I remember the live chickens he kept as pets, the day his finger got caught in the car door, the first time I saw him drunk as a teenager. I see in my mind his He-Man and G.I. Joe toys, the Zippo lighters he collects, his little trucks, the favorite shirt that was already too small for him that he never could let go of. I also remember him graduating with honors in college, and blooming into someone who efficiently manages the farm Daddy has worked so hard for.
Now this boy-man is all set to get married. The house in Carlota Hills is abuzz with activities, from morning till night, and family and friends from places near and far flow in and out in a steady stream. There are never enough hours to sleep but no one is complaining. Life is beautiful, things are wonderful the way they are. Never perfect, but wonderful just the same. And as we all come together for meals, there are stories to share, the past to remember, new memories to make. We talk and laugh, and talk and laugh all over again. The hours stretch by the way they endlessly do in the province, and the heat is terrible — mercilessly humid — but it does nothing to spoil what is a joyous affair through and through.
Today, this very moment, life feels very much like a joy within, something that cannot be contained. It comes out in the eyes, with every hug shared and enjoyed, with words exuberantly or gently exchanged. It is during moments like these that you realize how family is such a gift. Their mere presence adds weight and texture, making even more tender and unforgettable what already is. And knowing you are part of that circle, that very same one that continues to expand with time, with every wedding and new baby born, affirms all that is good and blessed about our time here in this world.
I find that as I grow older, and with a family of my own to nurture, we are all very much bound to the ties we keep and cherish. You become immensely thankful for all the things you took for granted when you were 10 years old and every reunion felt like something only the adults truly enjoyed. Now all of a sudden everything does feel like a constant gift — the funny titas, the crazy cousins, the introverted uncle, the more talkative ones, the boisterous friends. Everything else seems to be glossed over with how real all these people in your life are and how wonderful it all is, that being so. I see how strong and handsome my dad is at 72, how beautiful and funny Mommy is at 58 and I also acknowledge how old my sister and I suddenly feel because the brother we used to help bathe and cook fried rice for is now all grown up as he walks down the aisle to marry a lady who, days later, would almost single-handedly turn his very blue room that smells like cigarettes into a warm, faintly-scented bedroom, with pink flowers on a vase by the bedside no less. How lovely is that? And so as he makes space for her in his room, the family does get bigger, and it continues to expand, still. I have one more brother still single and a bit available, depending on the day and when you ask. Yes, there are many more things to look forward to.

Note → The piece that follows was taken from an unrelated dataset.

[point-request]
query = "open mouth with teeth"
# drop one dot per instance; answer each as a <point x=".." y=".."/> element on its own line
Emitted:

All of these moments and all of the people that make these moments — they are threads that weave the fabric of our lives. We are all so different, yet so strangely the same, too, if that makes sense at all — a lot of patterns that just come together to work beautifully somehow. Yes, I am grateful for this day, when life feels very much like sunlight filtering in through the curtains of a window, reaching every corner of my heart.